Наконец, Годе подошел к большой грязной медицинской палатке, отодвинул часового и, отдернув полог, шагнул в пропахшее кровью и хлороформом нутро, застав Жака Моро за работой. В забрызганном халате и некогда белой шапочке, он с усердием заготовителя дров никелированной пилой отпиливал ногу какому-то бедолаге. Тот не кричал: был без сознания от боли или наркоза, а может, уже находился на пути к Богу.
На мгновение Люсьен остолбенел: картина была не для слабонервных. Даже ему, уже повидавшему сотни смертей, и далеко не таких героических и красивых, как на театральной сцене, стало не по себе от ужасающей будничности происходящего, а главным образом от того, что приятель пилит живую плоть, как бездушное бревно.
Меж тем Жак завершил ампутацию и без тени сожаления, скорби и какого-либо пиетета бросил отрезанную ногу в стоящий недалеко большой ящик из-под ядер, снятый с канонирской повозки. Люсьен не мог оторвать глаз от этого ящика, в котором как попало валялись изуродованные руки и ноги, еще на рассвете принадлежавшие людям, полным сил и надежд, которые теперь уже вряд ли когда сбудутся.
– А, господин поручик, – увидел Моро остолбеневшего Годе. – Я вижу, вы присматриваете себе конечность посимпатичнее. Могу кое-что порекомендовать…
В трепетном свете нескольких фонарей Жак, стоящий с окровавленными руками над распростертым телом у ящика со страшным содержимым, походил на дьявола, правящего свою кровавую тризну.
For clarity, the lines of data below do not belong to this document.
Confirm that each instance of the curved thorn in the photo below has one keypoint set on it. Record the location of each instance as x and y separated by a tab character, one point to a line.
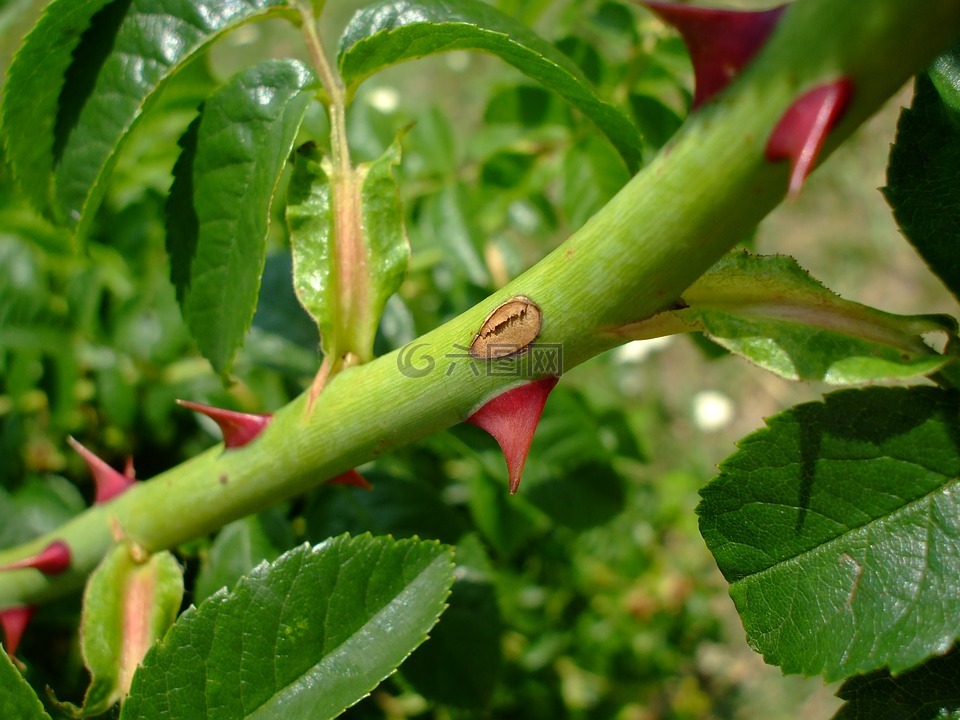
801	131
14	622
512	418
720	42
52	560
108	482
238	428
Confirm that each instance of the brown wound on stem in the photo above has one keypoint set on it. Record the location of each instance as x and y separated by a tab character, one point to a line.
508	330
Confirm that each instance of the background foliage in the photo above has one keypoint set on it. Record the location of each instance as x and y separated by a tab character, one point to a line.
588	595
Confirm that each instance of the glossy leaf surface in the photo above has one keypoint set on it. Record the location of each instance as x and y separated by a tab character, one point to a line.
771	312
17	698
245	135
921	179
836	528
131	50
306	636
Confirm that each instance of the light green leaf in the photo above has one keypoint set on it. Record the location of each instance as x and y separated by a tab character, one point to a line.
346	267
243	141
770	311
127	606
922	175
304	637
73	122
392	32
17	698
837	529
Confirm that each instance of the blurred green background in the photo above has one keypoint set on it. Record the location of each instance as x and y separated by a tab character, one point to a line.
589	594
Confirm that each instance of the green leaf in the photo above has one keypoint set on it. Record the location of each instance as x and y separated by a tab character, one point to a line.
922	181
770	311
320	628
40	505
155	38
929	692
837	527
239	547
388	33
31	100
945	74
17	698
346	269
127	606
440	669
245	135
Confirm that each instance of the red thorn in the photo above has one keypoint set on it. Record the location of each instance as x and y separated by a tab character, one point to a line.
512	418
52	560
720	42
799	135
109	483
238	428
353	479
14	621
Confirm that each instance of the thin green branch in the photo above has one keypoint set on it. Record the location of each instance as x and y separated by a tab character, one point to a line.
668	225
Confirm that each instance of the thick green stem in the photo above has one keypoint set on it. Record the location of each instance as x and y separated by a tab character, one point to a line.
668	225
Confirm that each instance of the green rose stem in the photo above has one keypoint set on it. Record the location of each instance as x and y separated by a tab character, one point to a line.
668	225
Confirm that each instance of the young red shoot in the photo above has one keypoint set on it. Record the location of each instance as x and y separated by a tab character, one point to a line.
238	428
512	418
720	42
14	622
109	482
801	131
52	560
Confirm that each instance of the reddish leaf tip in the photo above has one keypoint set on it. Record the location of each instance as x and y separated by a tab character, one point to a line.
238	428
512	418
14	622
52	560
720	42
109	482
803	128
353	479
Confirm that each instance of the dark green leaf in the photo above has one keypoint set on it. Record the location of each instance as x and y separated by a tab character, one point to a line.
440	669
929	692
31	102
241	546
770	311
922	181
837	529
18	701
155	39
40	505
391	32
320	628
591	176
245	135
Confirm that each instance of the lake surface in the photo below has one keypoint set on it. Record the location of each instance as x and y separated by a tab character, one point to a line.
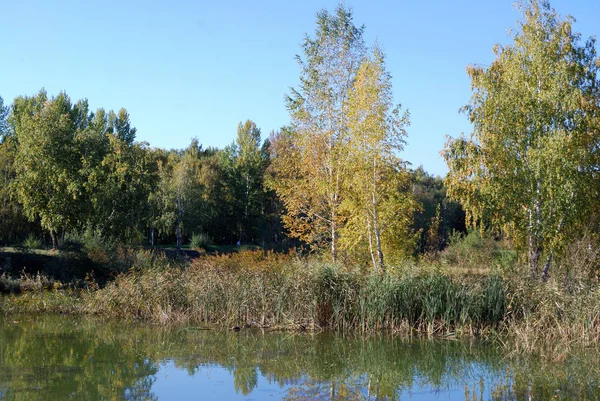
65	358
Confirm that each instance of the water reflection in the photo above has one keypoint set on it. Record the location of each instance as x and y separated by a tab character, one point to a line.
64	359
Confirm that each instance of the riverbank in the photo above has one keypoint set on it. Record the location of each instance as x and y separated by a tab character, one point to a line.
291	292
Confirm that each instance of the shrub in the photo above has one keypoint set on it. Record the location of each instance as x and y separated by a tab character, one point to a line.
31	242
200	241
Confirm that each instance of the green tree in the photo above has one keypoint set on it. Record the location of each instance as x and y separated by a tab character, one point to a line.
244	164
530	165
47	181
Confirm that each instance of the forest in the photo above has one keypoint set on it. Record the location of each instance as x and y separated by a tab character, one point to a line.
333	212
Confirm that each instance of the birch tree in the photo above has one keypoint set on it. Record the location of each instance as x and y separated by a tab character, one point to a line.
530	167
310	181
379	204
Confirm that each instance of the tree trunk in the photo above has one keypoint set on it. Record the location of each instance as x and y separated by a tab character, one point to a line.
546	267
371	250
534	257
54	239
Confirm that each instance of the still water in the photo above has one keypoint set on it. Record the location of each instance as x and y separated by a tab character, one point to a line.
62	358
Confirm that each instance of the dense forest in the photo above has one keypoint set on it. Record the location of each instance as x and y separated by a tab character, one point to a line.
333	180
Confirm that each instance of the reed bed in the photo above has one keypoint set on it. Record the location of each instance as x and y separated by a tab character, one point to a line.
286	291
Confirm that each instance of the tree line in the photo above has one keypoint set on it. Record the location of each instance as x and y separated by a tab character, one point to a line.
333	179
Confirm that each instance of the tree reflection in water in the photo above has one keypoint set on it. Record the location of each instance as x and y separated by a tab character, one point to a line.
89	359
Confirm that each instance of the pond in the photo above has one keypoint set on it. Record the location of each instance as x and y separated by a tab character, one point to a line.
66	358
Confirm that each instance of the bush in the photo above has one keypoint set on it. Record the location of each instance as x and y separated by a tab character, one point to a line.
32	242
476	251
200	241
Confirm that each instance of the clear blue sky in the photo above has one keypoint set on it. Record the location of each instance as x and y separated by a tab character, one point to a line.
188	69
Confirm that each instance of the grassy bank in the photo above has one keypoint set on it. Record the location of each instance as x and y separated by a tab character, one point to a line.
272	290
288	291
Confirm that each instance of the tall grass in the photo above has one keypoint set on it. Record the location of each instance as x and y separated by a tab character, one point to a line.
253	288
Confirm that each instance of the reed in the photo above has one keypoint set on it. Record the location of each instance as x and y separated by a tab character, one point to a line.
258	289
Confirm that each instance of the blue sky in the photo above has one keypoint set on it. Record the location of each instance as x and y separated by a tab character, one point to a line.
187	69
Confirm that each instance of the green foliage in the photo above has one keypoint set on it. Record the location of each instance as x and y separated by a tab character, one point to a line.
200	241
438	216
530	165
32	242
283	291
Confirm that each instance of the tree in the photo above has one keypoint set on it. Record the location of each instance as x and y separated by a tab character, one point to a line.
438	217
47	181
12	221
244	165
530	167
308	177
378	203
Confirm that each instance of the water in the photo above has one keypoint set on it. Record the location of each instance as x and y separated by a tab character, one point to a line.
61	358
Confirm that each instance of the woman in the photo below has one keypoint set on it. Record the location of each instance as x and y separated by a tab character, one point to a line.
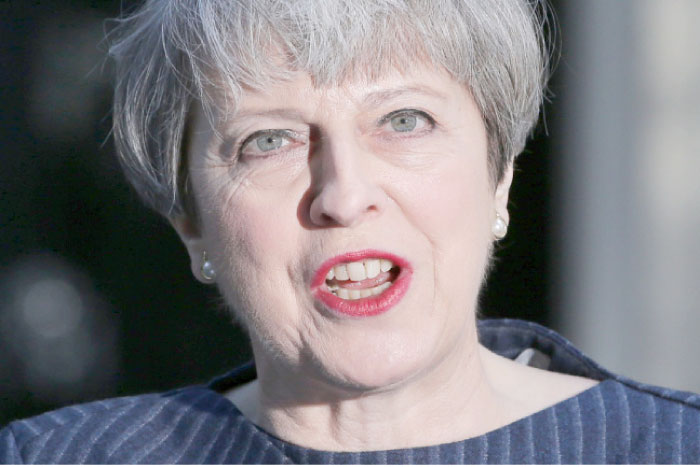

А его помощники-санитары казались адской свитой.
– Ладно, вечером поговорим, – сказал Люсьен.
– После битвы? – Жак внимательно смотрел на приятеля и скептически улыбался. Так, должно быть, оценивающе смотрит повар на гогочущего гуся, прекрасно понимая, что тот вскоре попадет к нему на разделочную доску.
– Это вряд ли…
Люсьена передернуло.
– Хватит накаркивать беду! – выругавшись сквозь зубы, поручик развернулся и отдернул полог.
– Я имею в виду, что у меня будет много работы! – крикнул Моро ему вслед.
Но Годе, не слушая, выскочил на свежий воздух. Его мутило.
Что может быть страшнее, чем атака конницы? Только неотвратимое в своей медлительности наступление боевых слонов с надетыми на клыки стальными остриями и пристегнутыми к столбообразным ногам широкими острыми клинками. Но слоны остались в эре пунических войн, а сейчас, нацелившись на правый фланг войска Ибрагим-бея, стремительно неслись двести разъяренных кентавров с копьями наперевес и опущенными до поры, тускло блестящими палашами. На высоком бархане за спиной располагался штаб французского полка, и среди подзорных труб, устремленных на арену разворачивающихся боевых действий, была и труба самого Наполеона.